That led to the next problem, and a couple of slow days at work spent reading high frontier stuff, Charlie Stross being cranky and practical, lots more Atomic Rockets, and running into such delightful concepts as "Dutch Disease."

 And...it's really hard to justify a space colony. That power problem is there again. When you peg your energy resources high enough to allow getting all that stuff out there to start a colony, there are a lot of other options you could take instead. Or as Charlie puts it, colonize the Gobi; it's nearer and cheaper.


There's a concept I've started calling the Saturn V margin. You see, you can't get into orbit with a rocket. The energy density of rocket fuels is slightly lower than the ultimate kinetic energy of that rocket in orbit. The only way we can work that trick is with multi-stage rockets (SRBMs are a similar solution).

What I've been working on for the stuff underlying all the engineering that shows up in the story is the overlap between different regimes. For instance, it is only economical to run your spaceship off some ultra-high-density thing (like He3, or even antimatter) that was manufactured somewhere close to a much bigger power plant. (Our wormhole-physics vacuum-energy extractor thing.)
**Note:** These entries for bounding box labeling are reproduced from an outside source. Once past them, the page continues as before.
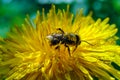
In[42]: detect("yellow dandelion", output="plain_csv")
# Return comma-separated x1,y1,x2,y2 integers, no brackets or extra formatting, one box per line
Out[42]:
0,5,120,80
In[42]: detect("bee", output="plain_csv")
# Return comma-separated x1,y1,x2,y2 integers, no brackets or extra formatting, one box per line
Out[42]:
47,28,92,55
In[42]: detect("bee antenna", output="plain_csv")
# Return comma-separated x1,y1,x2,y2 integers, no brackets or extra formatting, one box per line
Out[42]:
81,40,94,46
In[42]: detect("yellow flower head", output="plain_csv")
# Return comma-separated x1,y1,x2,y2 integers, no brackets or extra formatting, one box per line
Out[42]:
0,5,120,80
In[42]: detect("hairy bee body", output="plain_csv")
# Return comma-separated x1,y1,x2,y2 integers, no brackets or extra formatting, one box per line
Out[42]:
47,28,81,54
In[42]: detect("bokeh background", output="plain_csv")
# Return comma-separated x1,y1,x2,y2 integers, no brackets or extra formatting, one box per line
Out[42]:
0,0,120,40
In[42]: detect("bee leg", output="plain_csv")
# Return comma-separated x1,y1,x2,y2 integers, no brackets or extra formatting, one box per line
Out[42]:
65,44,71,56
73,45,77,52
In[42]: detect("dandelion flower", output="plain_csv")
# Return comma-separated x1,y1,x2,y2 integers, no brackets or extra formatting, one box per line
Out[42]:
0,5,120,80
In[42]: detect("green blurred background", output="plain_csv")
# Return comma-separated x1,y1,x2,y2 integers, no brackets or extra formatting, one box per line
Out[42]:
0,0,120,37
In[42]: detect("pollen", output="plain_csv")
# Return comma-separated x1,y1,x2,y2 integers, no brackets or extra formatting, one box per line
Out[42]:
0,5,120,80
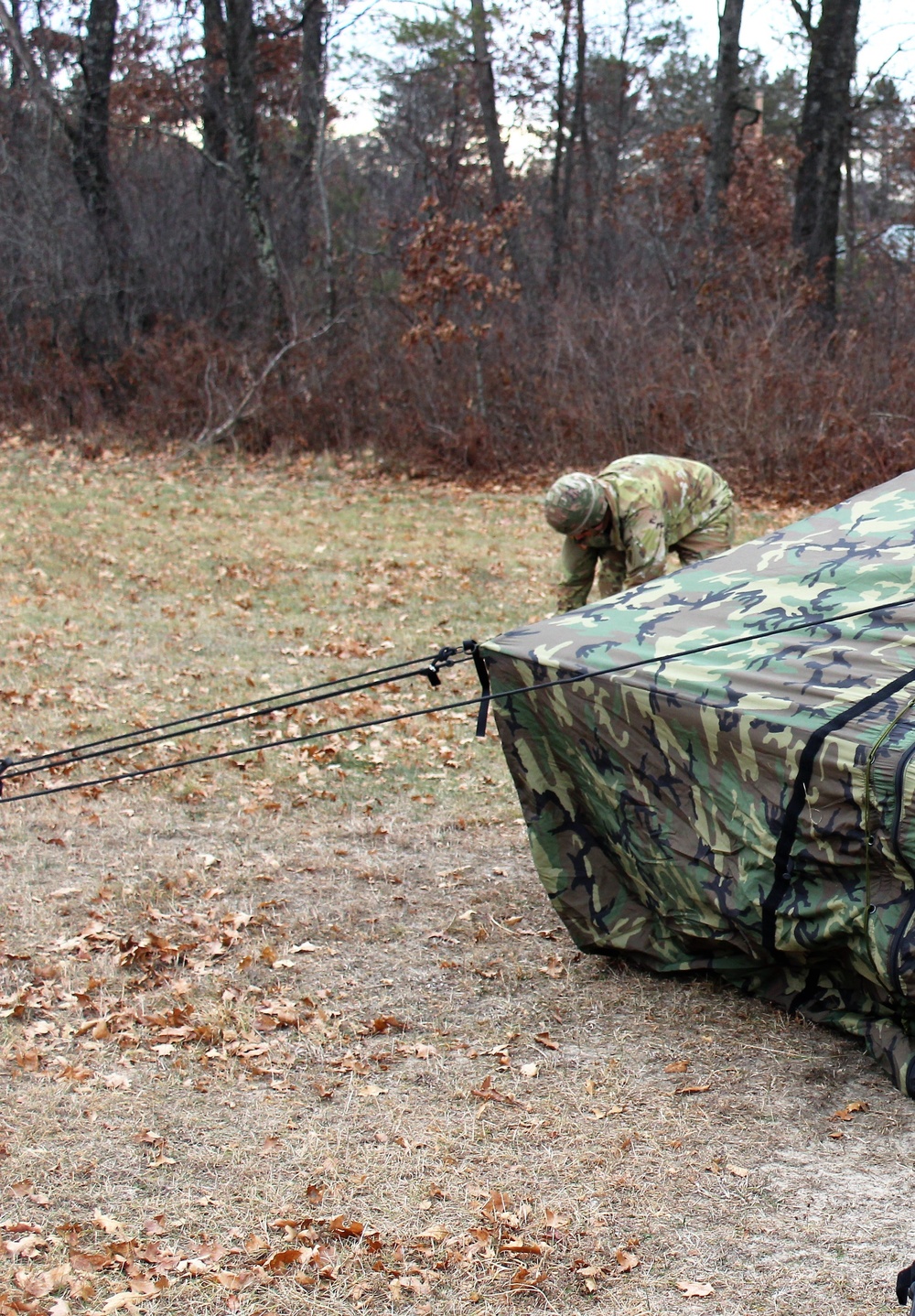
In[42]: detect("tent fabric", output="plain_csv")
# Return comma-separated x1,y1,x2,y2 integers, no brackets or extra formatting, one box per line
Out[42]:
482,472,915,1096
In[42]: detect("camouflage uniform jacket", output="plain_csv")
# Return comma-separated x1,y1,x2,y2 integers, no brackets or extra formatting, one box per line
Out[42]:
558,453,733,612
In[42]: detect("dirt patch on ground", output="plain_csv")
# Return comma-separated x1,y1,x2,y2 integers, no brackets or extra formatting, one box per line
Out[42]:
1,796,912,1316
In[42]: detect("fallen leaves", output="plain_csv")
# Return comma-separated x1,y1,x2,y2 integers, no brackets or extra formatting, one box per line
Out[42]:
829,1102,870,1121
677,1279,715,1298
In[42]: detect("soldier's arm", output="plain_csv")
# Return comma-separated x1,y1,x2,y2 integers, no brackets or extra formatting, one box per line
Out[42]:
555,535,597,612
623,507,667,589
597,549,625,599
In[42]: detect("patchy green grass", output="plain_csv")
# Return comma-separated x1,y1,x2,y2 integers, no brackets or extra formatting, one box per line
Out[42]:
0,448,914,1316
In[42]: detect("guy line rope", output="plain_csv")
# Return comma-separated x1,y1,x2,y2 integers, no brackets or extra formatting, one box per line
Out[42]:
0,596,915,804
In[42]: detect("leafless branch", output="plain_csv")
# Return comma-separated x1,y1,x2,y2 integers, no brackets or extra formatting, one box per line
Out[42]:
194,312,345,448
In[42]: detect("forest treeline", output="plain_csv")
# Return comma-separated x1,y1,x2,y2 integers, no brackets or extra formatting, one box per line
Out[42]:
0,0,915,496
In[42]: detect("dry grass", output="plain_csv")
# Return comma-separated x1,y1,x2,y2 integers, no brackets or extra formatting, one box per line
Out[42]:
0,450,915,1316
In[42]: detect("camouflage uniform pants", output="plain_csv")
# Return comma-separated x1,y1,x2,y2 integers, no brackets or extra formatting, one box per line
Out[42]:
670,504,733,567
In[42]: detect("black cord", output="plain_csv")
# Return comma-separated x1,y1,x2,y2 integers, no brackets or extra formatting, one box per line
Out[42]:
0,650,470,781
0,596,915,804
8,649,463,776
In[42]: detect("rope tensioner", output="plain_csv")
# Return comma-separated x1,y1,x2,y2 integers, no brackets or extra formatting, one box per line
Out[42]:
0,640,489,804
0,596,915,805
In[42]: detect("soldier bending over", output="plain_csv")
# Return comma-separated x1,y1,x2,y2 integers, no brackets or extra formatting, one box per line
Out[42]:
544,453,733,612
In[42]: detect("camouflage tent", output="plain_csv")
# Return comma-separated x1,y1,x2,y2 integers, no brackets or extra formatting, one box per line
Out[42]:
483,472,915,1096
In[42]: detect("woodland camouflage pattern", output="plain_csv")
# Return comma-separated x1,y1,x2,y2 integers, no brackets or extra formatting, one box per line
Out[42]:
483,472,915,1096
558,453,733,612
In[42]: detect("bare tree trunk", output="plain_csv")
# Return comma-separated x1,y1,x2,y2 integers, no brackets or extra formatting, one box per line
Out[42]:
573,0,594,250
200,0,229,165
705,0,744,228
791,0,861,327
69,0,133,352
550,0,587,291
296,0,327,196
224,0,290,339
470,0,528,286
0,0,132,344
549,0,571,292
845,141,858,292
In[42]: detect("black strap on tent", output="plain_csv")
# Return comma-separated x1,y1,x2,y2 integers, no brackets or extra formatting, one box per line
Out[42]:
762,667,915,955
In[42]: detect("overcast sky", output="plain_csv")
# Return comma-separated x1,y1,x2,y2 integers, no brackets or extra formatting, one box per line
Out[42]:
329,0,915,133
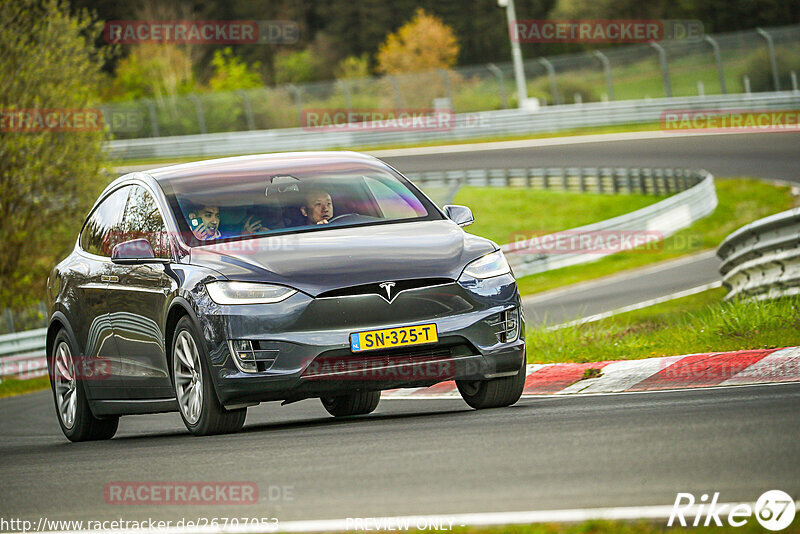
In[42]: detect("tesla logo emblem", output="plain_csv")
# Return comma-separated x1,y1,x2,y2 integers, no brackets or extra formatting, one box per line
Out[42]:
378,282,394,302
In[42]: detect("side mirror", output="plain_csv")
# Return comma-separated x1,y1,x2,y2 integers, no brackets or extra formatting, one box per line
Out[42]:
444,205,475,226
111,239,169,264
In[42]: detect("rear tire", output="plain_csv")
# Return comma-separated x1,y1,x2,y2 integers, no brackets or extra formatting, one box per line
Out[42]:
320,391,381,417
47,329,119,441
172,316,247,436
456,362,527,410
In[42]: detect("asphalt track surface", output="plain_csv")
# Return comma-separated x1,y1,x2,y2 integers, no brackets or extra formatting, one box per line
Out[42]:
0,134,800,521
380,133,800,182
378,132,800,324
0,384,800,521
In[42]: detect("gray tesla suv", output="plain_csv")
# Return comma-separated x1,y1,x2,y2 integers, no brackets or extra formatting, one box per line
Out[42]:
47,152,525,441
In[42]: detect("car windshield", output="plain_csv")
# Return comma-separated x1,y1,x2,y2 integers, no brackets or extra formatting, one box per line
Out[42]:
162,161,442,245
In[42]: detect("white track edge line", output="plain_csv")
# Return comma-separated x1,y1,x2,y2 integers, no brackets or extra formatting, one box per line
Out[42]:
32,501,800,534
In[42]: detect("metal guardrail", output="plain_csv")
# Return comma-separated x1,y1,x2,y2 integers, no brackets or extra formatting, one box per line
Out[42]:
0,328,47,380
0,167,712,379
106,91,800,161
717,208,800,299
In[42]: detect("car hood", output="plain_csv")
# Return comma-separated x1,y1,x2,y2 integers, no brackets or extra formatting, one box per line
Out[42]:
190,220,497,296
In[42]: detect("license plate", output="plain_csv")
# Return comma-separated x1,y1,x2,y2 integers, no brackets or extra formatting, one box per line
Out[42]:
350,323,439,352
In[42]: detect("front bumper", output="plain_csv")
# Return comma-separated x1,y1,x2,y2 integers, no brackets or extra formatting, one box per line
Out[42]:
194,275,525,406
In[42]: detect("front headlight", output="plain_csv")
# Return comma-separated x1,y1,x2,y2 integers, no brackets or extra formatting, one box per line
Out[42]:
206,282,297,304
462,250,511,280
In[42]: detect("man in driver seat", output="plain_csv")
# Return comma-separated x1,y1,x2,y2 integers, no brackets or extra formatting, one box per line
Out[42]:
300,189,333,224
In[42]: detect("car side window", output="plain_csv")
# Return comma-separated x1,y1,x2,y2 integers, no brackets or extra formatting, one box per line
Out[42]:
80,187,130,257
122,185,171,258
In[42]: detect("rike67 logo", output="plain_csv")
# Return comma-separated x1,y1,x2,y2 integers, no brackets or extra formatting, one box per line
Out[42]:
667,490,796,531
But you can, just barely, refuel with a fission power plant you build at a smaller poorer colony world. Which itself can run any kind of power-hungry planetary vehicles, construction machines, or in-system (aka strictly interplanetary) spacecraft.
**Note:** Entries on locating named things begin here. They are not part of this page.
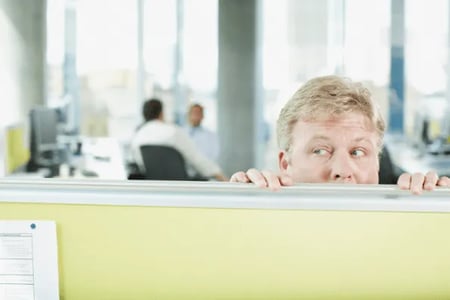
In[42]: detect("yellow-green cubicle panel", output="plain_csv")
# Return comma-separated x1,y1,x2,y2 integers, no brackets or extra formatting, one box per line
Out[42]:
0,182,450,300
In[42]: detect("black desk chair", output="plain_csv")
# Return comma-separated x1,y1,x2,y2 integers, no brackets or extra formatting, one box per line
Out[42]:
141,145,189,180
379,146,401,184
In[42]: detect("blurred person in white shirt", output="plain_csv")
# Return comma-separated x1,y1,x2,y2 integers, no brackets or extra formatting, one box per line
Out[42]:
185,103,220,161
131,99,227,181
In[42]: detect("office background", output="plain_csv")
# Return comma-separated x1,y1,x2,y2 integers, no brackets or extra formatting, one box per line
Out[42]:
0,0,450,175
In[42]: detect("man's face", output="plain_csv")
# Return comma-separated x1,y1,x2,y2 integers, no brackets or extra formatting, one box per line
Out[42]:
279,113,379,184
189,106,203,127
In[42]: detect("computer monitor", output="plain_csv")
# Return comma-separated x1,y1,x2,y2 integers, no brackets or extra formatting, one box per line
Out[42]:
28,107,64,175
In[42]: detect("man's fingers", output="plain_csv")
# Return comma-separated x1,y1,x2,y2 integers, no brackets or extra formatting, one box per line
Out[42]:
410,173,425,195
437,176,450,187
279,175,294,186
423,171,439,191
230,171,250,183
397,173,411,190
246,168,268,187
261,170,281,191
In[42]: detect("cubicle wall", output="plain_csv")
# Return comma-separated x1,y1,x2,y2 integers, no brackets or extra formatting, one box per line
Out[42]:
0,180,450,300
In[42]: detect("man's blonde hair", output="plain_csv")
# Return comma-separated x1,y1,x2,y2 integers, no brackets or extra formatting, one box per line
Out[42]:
277,75,385,152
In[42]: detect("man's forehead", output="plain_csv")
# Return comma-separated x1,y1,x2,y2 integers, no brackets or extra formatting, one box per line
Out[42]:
298,113,375,131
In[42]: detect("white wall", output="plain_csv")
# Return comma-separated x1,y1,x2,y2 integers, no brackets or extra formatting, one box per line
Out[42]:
0,0,46,124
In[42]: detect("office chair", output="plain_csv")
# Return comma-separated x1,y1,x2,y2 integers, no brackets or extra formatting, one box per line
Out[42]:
141,145,191,180
378,146,401,184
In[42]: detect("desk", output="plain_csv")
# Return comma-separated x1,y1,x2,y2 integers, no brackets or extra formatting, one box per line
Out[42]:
70,137,127,180
385,136,450,176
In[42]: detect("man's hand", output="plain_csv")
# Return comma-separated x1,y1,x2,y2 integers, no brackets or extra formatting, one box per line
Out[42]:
397,171,450,195
230,168,294,191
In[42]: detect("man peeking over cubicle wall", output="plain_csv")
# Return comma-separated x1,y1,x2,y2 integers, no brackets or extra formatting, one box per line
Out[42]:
230,76,450,194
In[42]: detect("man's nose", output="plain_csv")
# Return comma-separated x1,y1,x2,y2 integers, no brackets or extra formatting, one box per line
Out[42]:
330,153,354,182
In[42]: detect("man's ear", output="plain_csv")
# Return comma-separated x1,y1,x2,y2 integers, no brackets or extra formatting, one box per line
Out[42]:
278,150,289,172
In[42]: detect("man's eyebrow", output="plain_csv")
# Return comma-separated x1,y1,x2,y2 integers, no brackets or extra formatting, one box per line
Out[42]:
311,134,330,141
353,136,371,143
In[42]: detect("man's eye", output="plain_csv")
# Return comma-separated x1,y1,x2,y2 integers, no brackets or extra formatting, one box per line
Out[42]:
352,149,364,157
313,149,328,155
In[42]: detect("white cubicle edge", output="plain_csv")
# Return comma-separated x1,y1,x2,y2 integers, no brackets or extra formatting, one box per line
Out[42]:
0,179,450,212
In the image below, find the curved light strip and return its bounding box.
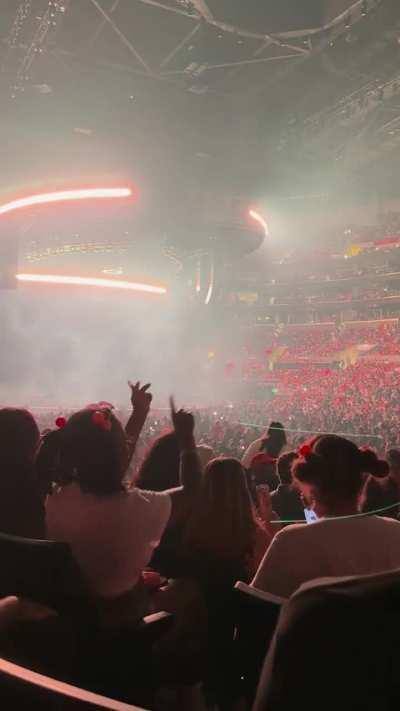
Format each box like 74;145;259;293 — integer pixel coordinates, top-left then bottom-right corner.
249;210;269;237
16;274;167;294
204;257;214;306
0;188;132;215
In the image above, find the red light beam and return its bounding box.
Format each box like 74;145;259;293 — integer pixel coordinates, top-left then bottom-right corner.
0;188;132;215
16;274;167;295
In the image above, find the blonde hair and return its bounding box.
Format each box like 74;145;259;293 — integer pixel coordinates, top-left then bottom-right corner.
183;457;259;566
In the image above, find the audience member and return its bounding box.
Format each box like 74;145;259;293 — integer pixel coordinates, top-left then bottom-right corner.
252;435;400;597
271;452;304;523
0;407;45;538
42;391;200;607
362;449;400;519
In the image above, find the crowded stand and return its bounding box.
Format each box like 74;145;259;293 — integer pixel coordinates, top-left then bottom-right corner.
0;363;400;709
0;0;400;711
Which, in a pinch, can be refueled with petroleum tech. It just takes a lot of it and you need to be patient. This goes all the way down to being able to turn a crank or pedal a stationary bike to recharge the SMES in your emergency radio...because food is within a single magnitude of gasoline, even if you have to add a few more doublers for conversion efficiencies.

The hidden point here is that you can only jump one system. There is no way in hell that stationary bike will ever get you off the planet.
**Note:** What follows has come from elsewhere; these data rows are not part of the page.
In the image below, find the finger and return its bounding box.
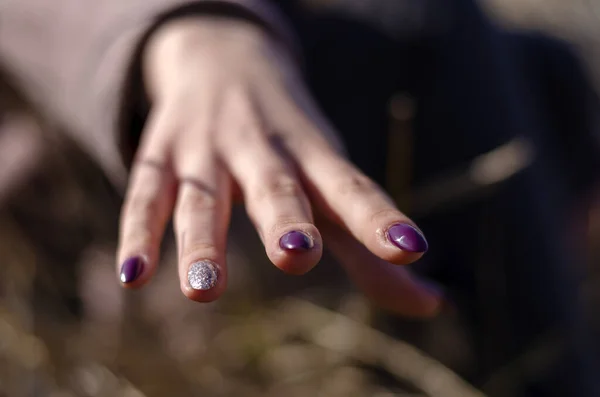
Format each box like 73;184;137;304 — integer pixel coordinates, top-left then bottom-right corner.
222;93;322;274
117;110;175;288
319;218;443;318
174;148;231;302
262;87;427;264
296;146;428;265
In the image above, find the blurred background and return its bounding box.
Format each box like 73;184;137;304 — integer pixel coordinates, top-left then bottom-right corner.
0;0;600;397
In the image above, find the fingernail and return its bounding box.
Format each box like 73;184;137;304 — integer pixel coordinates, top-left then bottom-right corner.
387;223;429;253
120;256;145;284
188;259;219;291
279;231;314;251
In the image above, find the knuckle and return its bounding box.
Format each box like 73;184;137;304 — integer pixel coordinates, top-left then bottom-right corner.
179;189;218;214
337;173;378;196
123;191;162;219
254;173;304;201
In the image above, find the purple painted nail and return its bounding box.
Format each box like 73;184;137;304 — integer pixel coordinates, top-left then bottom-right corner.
279;231;314;251
121;256;145;284
387;223;429;253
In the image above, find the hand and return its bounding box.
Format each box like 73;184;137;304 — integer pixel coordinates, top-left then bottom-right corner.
118;18;440;316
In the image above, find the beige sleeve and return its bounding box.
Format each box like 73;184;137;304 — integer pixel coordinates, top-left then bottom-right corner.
0;0;291;186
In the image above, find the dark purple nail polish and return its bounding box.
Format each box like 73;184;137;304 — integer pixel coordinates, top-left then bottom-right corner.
279;231;314;251
387;223;429;253
120;256;145;284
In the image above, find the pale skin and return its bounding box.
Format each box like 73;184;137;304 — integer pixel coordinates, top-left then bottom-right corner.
117;18;441;317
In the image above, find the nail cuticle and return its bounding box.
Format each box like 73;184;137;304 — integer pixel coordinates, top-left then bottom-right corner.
385;223;429;253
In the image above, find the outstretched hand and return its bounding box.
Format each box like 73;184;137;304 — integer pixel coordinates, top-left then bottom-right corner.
118;18;440;316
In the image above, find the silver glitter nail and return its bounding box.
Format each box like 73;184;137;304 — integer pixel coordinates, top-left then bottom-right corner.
188;260;219;291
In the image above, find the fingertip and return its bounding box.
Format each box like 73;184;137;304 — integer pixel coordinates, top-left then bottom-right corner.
368;222;429;265
267;225;323;275
117;255;154;289
181;259;226;303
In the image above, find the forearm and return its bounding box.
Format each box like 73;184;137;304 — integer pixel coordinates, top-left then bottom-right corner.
0;0;296;186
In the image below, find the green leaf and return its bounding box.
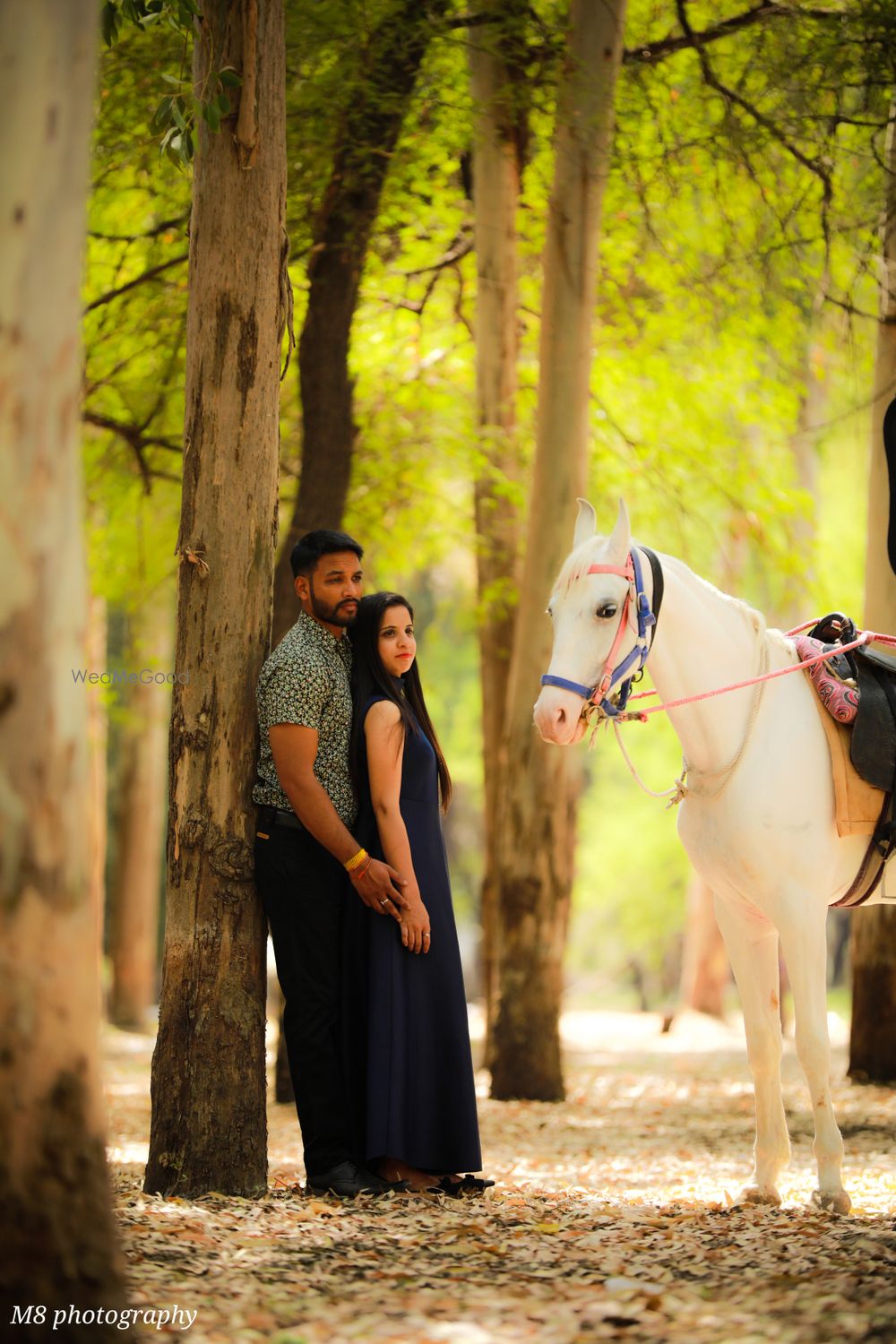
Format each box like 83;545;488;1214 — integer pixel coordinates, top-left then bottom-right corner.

This also ties in with what I've been calling the Fairy Ring model. Not the right metaphor, but there's nothing sufficiently sonorous about the ecological succession I'm thinking of. So you've got a place with built-up industry and a good customer base but raw materials are getting uneconomical.

So you start an extraction colony. Send a bunch of Spanish peasants to dam up rivers and run a mining operation getting silver out of the New World. Eventually there are enough people there, they get their own government and their own industry and their own higher standard of living, and they go looking for somewhere to purchase mining rights that's cheaper than going after the dregs they have in this new home.

The ring of colony growth and industrialization spreads out. It's a fun model. Looks a little silly when you think about the energy needs of getting the stuff across a solar system, much less to another star. If nothing changes the physics, its gonna be easier to mine the ocean floor than mine the moon.

The usual futurist claim is the stuff is heavily automated, probably self-replicating, and made "with local materials" so basically all you have to do is send one little rep-rap printer out to the Moon, plug it into an RTG, and before you know it ingots of lunar gold are raining down from the skies.

That probably doesn't work, for a lot of reasons a lot of people smarter than I am have been discussing for quite a few years. It also, more to the point for the writer, doesn't look a hell of a lot like the Alaskan Gold Rush, or a Cuban plantation, or any of the other cool historically-influenced settings you find crawling around golden age science fiction.

(If for no other reason than our local Bat Durston with his trusty space-mule and atom-pickaxe is wielding what is basically nuclear technology.)


I have what may or may not be two steps in this ecological succession of colonization. The setting for the stories is a as-yet unnamed consortium of worlds founded a bunch of generations back from Earth. Lately, they've been expanding into their own resource-extraction colonies...except that the new space they've sent their prospectors and oil-rig like extraction platforms and company towns has its own thriving ecosystem of several different alien races.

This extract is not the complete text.